Presto in the Lakehouse Architecture
While engines like Apache Spark are optimized for heavy, fault-tolerant batch processing and ETL (Extract, Transform, Load), Presto was designed from day one for interactive queries. This makes it a perfect complement within an interoperable lakehouse:
- Separation of Compute and Storage: Presto is purely a compute engine. It does not store data itself. It connects to external catalogs (like Hive Metastore or Apache Polaris) and executes SQL queries against data living in object storage (S3).
- Federated Querying: Presto can query data where it lives.
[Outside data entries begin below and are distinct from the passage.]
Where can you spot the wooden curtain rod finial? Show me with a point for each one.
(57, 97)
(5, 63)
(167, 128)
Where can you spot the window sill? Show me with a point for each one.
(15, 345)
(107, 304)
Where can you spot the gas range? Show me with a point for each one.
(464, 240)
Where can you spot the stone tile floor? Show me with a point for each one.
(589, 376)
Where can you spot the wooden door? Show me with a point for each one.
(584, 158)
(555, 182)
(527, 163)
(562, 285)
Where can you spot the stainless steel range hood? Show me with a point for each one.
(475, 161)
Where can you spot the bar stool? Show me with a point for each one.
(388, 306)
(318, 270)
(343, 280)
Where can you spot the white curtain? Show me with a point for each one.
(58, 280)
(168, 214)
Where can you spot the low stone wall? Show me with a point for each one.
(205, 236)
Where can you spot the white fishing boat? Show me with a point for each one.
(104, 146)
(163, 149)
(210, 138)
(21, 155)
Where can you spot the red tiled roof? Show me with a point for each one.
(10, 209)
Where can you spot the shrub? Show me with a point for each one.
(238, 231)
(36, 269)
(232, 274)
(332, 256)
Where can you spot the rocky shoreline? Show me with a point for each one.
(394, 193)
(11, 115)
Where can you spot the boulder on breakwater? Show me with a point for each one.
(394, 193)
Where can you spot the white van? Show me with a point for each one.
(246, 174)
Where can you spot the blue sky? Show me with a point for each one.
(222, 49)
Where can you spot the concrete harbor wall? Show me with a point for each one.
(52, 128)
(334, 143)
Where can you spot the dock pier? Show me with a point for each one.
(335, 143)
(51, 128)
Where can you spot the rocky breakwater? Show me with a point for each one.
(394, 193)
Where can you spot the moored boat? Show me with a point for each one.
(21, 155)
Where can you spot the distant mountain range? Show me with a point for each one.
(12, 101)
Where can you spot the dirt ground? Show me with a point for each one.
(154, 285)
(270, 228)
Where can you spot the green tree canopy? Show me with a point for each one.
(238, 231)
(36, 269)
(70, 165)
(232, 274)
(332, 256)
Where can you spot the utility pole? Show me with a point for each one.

A single SQL query can join an Apache Iceberg table with a live MySQL database, allowing analysts to perform complex, cross-system analytics without moving data.
The Presto Native Engine (Velox)
A major milestone for Presto in the 2025/2026 era is the ongoing transition to the Presto Native Engine. Historically, Presto execution was constrained by the Java Virtual Machine (JVM). By integrating with Meta's open-source Velox library, Presto is migrating its execution engine to heavily vectorized C++. This provides massive performance leaps, better CPU efficiency, and significantly reduced memory overhead when scanning massive Iceberg tables.
Presto vs. Trino
It is important to distinguish between the two forks of the original project:
- PrestoDB (Presto): Maintained by the Presto Foundation and heavily driven by organizations operating at massive scale (like Meta and Uber). Its recent focus has been on pushing the boundaries of extreme performance via the Native Engine.
- Trino (formerly PrestoSQL): A fork created by the original founders. Trino has a massive open-source community, a wide array of enterprise connectors, and rapid feature adoption.
Both engines are first-class citizens in the Apache Iceberg ecosystem, ensuring that organizations can choose the engine that best fits their operational needs without locking away their underlying data.